Il viaggio più bello che ha fatto?
Probabilmente quando sono andato in Giappone per una gara importante, l’organizzazione ci ha trattato al top, organizzandoci serate cene e situazioni indimenticabili. Il nostro albergo era uno dei più belli di Tokyo e in più sono affascinato dall’Asia. In generale un viaggio perfetto. Ma credo che Mammoth, un resort in California sia stato il luogo che mi è rimasto dentro di più.
Cosa le ha lasciato questo luogo?
A Mammoth ho passato veramente tantissimo tempo e ormai ero considerato un vero local del paese; conoscevo tutti quanti, organizzavamo grigliate e ci immergevamo nella Jacuzzi, c’erano photoshooting incredibili e tante volte ci raggiungevano parecchi italiani. Tutto è iniziato grazie al fatto che Red Bull (sponsor dell’atleta ndr) aveva organizzato là una casa per i suoi atleti, e già dal primo anno ci siamo fermati per quasi tutta la stagione.
Il cibo più strano o particolare che ha mangiato?
Sono un grande amante della gastronomia e mi piace mangiare bene. In un ristorante vicino a Torino per esempio ho scelto il menù creativo; era molto particolare e un po’ difficile da sintetizzare, ma piatti come l’ostrica virtula e la cyber egg possono rendere l’idea. Ma anche la beccaccia, da amante della selvaggina, mi è piaciuta molto. Per aggiungere una nota di colore, a fine serata l’elegantissimo cameriere ci ha portato un palloncino pieno d’elio e ci ha consigliato di respirarlo e poi di parlare a un’altra persona. Immaginatevi l’effetto.
Se dovesse stilare una colonna sonora del posto che l’ha colpita di più che musica sceglierebbe?
Ogni “snowboardata” in neve fresca è un esperienza troppo bella, che mi dà l’idea di non aver mai visto posti così immacolati e adrenalinici allo stesso tempo. La colonna sonora ideale è il silenzio che mi circonda e il leggero rumore della neve che viene spruzzata dalla mia tavola e va a creare una nuvola bianca e cristallina.

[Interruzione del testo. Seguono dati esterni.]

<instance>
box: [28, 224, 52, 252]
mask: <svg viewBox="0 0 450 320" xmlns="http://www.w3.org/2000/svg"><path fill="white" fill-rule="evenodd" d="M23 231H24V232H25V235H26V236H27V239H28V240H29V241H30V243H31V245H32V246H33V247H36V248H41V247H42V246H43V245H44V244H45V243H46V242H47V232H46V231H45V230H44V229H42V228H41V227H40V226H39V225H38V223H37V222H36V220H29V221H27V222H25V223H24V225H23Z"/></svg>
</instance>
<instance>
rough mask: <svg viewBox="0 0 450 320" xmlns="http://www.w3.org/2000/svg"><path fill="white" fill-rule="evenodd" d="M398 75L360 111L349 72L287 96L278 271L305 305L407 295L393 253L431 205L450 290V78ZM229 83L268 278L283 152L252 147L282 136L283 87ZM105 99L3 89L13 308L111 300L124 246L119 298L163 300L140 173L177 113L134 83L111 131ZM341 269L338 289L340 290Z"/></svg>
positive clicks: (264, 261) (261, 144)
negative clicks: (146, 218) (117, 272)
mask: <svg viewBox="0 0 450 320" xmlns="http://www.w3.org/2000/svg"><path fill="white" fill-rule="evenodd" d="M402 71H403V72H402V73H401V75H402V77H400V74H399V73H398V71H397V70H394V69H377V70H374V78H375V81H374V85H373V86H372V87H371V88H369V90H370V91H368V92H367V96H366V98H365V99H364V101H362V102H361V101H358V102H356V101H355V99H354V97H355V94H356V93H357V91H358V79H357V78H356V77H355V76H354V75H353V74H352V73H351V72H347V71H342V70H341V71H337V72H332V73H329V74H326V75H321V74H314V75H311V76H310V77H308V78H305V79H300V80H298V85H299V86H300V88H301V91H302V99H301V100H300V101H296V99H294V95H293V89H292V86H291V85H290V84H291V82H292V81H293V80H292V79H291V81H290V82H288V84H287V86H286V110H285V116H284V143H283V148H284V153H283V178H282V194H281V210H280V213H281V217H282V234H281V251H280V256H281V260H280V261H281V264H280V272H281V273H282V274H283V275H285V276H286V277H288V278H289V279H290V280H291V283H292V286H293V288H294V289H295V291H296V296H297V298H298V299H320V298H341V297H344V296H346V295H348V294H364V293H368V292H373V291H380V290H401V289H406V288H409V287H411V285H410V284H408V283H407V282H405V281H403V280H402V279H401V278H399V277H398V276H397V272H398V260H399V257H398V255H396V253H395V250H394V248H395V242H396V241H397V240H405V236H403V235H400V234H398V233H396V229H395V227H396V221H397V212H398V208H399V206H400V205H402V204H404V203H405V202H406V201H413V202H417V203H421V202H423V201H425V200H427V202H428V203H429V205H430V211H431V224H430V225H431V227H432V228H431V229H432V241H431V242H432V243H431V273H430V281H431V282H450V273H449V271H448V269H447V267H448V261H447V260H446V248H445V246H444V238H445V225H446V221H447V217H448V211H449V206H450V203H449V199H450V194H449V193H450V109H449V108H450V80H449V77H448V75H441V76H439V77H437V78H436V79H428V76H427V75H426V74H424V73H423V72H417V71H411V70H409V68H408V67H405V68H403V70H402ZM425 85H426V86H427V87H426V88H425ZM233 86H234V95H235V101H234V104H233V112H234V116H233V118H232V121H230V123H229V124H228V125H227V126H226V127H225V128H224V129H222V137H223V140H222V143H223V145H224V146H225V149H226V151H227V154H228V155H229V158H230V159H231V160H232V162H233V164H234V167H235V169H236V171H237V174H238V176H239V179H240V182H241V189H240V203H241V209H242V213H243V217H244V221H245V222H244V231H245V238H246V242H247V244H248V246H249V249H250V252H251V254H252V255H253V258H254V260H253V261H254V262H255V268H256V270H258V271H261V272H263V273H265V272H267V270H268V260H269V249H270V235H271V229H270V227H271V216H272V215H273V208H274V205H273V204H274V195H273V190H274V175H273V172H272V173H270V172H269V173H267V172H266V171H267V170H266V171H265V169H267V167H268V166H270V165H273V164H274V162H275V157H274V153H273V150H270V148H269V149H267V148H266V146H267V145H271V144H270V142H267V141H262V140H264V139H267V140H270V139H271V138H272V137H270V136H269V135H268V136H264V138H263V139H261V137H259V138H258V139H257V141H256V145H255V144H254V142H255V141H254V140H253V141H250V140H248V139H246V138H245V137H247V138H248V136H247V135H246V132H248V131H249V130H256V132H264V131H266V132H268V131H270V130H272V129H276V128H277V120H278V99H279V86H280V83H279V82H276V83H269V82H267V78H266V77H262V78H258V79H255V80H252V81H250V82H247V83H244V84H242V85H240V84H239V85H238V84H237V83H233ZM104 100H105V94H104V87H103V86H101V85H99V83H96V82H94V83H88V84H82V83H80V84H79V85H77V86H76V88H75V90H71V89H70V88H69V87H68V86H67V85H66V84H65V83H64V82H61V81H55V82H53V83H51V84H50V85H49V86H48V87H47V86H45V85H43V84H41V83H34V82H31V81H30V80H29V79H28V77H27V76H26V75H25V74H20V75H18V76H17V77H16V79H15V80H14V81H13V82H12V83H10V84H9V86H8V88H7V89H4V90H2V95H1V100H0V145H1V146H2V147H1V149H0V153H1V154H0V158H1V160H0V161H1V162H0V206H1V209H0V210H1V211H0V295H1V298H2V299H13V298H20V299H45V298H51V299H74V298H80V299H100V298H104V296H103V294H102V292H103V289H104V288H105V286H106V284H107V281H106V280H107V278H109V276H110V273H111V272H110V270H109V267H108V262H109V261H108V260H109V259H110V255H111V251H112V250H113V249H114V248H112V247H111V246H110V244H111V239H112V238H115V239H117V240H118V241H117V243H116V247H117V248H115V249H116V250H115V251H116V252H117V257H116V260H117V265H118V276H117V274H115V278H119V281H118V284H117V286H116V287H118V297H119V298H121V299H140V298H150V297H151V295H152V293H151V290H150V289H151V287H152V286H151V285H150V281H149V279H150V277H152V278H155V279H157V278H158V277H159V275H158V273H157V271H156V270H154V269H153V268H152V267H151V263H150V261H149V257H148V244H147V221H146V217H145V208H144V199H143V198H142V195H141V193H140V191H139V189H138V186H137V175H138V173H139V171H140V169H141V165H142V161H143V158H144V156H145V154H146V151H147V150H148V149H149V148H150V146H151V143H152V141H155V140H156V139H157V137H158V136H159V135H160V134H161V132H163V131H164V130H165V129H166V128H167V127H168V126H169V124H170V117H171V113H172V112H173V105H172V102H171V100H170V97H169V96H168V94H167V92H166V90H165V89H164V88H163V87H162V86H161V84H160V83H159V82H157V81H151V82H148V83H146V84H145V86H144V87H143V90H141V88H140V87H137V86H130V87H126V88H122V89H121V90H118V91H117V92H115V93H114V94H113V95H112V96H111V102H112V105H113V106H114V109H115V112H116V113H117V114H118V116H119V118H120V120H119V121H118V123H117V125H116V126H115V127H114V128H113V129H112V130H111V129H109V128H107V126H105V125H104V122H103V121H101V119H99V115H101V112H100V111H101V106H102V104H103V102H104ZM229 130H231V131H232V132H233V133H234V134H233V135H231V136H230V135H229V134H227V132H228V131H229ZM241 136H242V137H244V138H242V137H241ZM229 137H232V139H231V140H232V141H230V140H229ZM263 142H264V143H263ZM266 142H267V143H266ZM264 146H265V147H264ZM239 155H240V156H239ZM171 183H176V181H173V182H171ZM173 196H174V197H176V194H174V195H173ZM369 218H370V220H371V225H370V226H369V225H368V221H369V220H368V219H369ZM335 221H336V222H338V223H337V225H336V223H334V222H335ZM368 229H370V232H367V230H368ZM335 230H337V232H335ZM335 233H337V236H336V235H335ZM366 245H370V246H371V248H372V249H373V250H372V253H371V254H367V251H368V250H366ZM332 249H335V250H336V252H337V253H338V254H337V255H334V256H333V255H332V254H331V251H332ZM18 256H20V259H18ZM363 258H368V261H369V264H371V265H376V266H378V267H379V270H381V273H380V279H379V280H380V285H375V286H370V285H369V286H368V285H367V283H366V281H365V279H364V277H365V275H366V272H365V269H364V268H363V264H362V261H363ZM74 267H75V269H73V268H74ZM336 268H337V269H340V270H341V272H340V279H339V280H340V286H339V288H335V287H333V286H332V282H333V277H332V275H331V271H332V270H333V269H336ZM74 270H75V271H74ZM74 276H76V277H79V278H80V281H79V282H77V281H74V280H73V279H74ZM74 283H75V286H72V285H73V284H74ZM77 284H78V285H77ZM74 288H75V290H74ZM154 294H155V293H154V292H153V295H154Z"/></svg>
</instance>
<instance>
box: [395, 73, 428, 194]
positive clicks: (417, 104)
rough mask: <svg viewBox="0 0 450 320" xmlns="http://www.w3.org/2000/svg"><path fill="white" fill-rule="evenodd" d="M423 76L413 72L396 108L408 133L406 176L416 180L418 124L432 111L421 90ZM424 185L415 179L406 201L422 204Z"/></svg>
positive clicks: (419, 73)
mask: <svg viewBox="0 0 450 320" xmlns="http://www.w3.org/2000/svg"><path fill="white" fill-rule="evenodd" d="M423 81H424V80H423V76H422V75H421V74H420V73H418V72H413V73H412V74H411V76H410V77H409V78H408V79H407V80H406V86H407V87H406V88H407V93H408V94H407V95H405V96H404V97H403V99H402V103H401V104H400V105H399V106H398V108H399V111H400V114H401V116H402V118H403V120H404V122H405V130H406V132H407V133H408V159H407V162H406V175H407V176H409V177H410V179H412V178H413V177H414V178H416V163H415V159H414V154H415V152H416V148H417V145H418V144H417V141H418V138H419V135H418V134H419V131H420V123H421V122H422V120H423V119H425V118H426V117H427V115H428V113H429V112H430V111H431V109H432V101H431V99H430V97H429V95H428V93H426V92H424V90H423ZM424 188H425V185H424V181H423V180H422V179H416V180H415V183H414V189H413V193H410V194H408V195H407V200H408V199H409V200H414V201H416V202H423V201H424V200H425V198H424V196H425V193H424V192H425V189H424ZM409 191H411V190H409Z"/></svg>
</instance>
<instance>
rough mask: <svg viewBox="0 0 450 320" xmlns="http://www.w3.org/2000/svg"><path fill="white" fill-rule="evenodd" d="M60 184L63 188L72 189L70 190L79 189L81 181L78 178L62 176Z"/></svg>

L’albergo più accogliente dove ha dormito o quello che le è rimasto più impresso?
Il Plaza a Merano mi è rimasto impresso per l’accoglienza e anche per il centro benessere. Ero lì per un meeting Red Bull con altri atleti e mi sono trovato proprio bene. Mi sono rimasti poi molto impressi gli alberghi in cui, sempre con altri atleti, ero alloggiato a Tokyo e a Taipei. Purtroppo non ne ricordo i nomi.